Innacurate rotation for angle PI

Hi guys:

I'm working on a project consisting of lines being drawn from a center point out in several angles.

Basically, each 'draw' cycle, the program writes a line from the center with a given angle of rotation, which increases by 1/4 of the circumference 2*PI with each cycle. Here's the very simple code for this program:

int speed = 1;
float angle = 0;        //Angle starting value.
float shift = 2*PI/4;  //Angle discrete additions.  

void setup() {
  size (700,700);
  frameRate(speed);
  smooth();
}

void draw() {
  translate(width/2, height/2);
  rotate(angle);
  line(0,0,300,0);
  angle += shift;

  if (angle > 2*PI){  //Restart angle value to avoid float inaccuracies. 
    angle = 0;
    background(200);
  }

}

The problem is that the third line, corresponding with the third cycle and thus with angle = PI, is drawn in an inaccurate way. I'll attach a capture, I'm not sure that the problem is very noticeable in the image. I find it worrying because this code is the seed of a project in which, eventually I want to get precise information on intersecting lines.

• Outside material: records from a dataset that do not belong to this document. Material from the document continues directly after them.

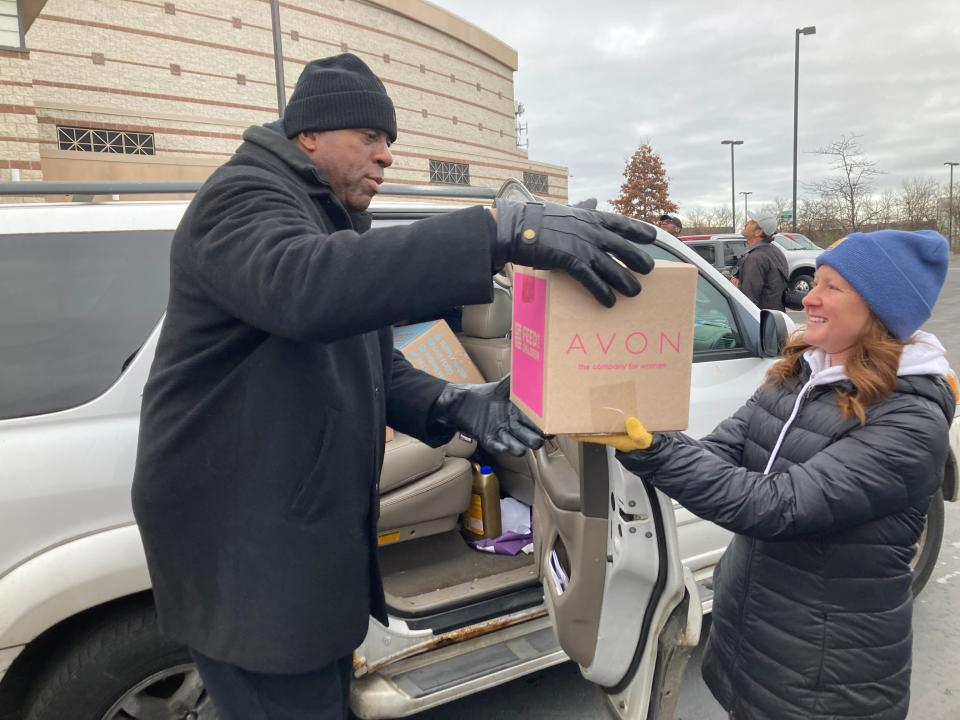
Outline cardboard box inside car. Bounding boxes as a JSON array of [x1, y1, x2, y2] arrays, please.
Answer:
[[393, 320, 486, 383], [510, 260, 697, 434]]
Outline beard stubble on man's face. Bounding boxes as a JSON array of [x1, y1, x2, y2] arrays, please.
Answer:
[[300, 129, 393, 212]]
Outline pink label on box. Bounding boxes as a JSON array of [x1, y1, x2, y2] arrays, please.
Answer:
[[510, 272, 547, 417]]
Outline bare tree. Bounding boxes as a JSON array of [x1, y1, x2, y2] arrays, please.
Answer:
[[811, 134, 880, 231], [760, 197, 792, 224], [684, 205, 711, 231], [900, 177, 940, 227], [875, 189, 900, 226]]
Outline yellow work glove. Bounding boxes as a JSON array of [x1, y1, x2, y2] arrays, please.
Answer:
[[576, 417, 653, 452]]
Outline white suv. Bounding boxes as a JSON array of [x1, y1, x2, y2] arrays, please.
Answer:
[[0, 185, 960, 720]]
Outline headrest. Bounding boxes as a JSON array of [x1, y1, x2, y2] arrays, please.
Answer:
[[462, 285, 513, 338]]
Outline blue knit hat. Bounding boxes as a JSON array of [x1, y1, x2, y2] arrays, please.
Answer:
[[817, 230, 950, 340]]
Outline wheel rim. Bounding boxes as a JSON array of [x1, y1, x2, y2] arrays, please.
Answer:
[[910, 523, 927, 573], [103, 664, 217, 720]]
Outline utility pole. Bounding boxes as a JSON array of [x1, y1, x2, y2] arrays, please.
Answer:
[[740, 190, 753, 222], [270, 0, 287, 117], [720, 140, 743, 232], [790, 25, 817, 232]]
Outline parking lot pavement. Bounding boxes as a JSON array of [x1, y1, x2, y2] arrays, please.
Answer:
[[416, 257, 960, 720]]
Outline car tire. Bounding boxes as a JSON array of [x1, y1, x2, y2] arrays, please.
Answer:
[[790, 275, 813, 297], [912, 490, 943, 597], [22, 604, 216, 720]]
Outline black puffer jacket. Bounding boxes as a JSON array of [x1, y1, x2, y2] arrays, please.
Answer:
[[618, 343, 954, 720]]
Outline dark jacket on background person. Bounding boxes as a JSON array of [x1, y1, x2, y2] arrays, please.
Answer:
[[133, 127, 496, 673], [737, 240, 790, 310], [617, 333, 955, 720]]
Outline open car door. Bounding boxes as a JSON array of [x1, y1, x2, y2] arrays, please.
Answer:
[[498, 176, 701, 720]]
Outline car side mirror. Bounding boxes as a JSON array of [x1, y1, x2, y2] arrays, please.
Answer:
[[760, 310, 792, 357]]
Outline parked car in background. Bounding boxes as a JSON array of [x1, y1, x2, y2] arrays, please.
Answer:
[[680, 233, 822, 296], [781, 233, 823, 250]]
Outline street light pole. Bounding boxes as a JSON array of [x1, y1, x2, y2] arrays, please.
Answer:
[[720, 140, 743, 232], [791, 25, 817, 232], [944, 163, 960, 250], [270, 0, 287, 117]]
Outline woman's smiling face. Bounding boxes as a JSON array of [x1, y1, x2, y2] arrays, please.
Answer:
[[803, 265, 870, 355]]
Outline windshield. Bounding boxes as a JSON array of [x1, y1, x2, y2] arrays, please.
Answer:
[[790, 233, 820, 250], [773, 235, 804, 250]]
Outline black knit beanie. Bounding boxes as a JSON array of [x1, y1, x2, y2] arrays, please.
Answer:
[[283, 53, 397, 142]]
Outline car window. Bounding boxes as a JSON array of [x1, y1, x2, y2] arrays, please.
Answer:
[[644, 243, 746, 359], [773, 234, 803, 250], [791, 235, 821, 250], [690, 245, 717, 265], [723, 242, 747, 265], [0, 230, 173, 419]]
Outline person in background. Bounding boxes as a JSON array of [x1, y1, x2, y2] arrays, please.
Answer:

But right from the start I couldn't trust the line with angle=PI.

Dibujo1

Any ideas?

Thanks!

Answers

  • Answer ✓

    This is floating point inaccuracy, floats cannot represent values exactly and it just happens to be visually noticeable when angle is PI (FYI, Processing has built-in HALF_PI and TWO_PI)

    Resetting angle as in your sketch will prevent a buildup of floating point inaccuracy but it won't solve inaccuracies like this between 0.0 and TWO_PI

    This problem is going to be more noticeable with horizontal and vertical lines. Maybe use an integer state system instead and draw those lines as special cases without rotate(). For example, your current sketch has 4 states, handling each with conditional statements is pretty easy and avoids visual inaccuracy:

    void setup() {
      size(700, 700);
      frameRate(1);
      smooth();
    }
    
    void draw() {
      translate(width/2, height/2);
    
      if (frameCount%4 == 1) {
        background(200);
        line(0, 0, 300, 0);
      }
      else if (frameCount%4 == 2)
        line(0, 0, 0, 300);
      else if (frameCount%4 == 3)
        line(0, 0, -300, 0);
      else if (frameCount%4 == 0)
        line(0, 0, 0, -300);
    }
    

    If later you want to have lines that are not horizontal or vertical then add an else statement that handles that generically:

    else {
      rotate(angle);
      line(0, 0, 300, 0);
    }
    

    The generic case shouldn't cause noticeable visual problems for lines that are not horizontal or vertical

  • Thanks asimes, I'll try your approach.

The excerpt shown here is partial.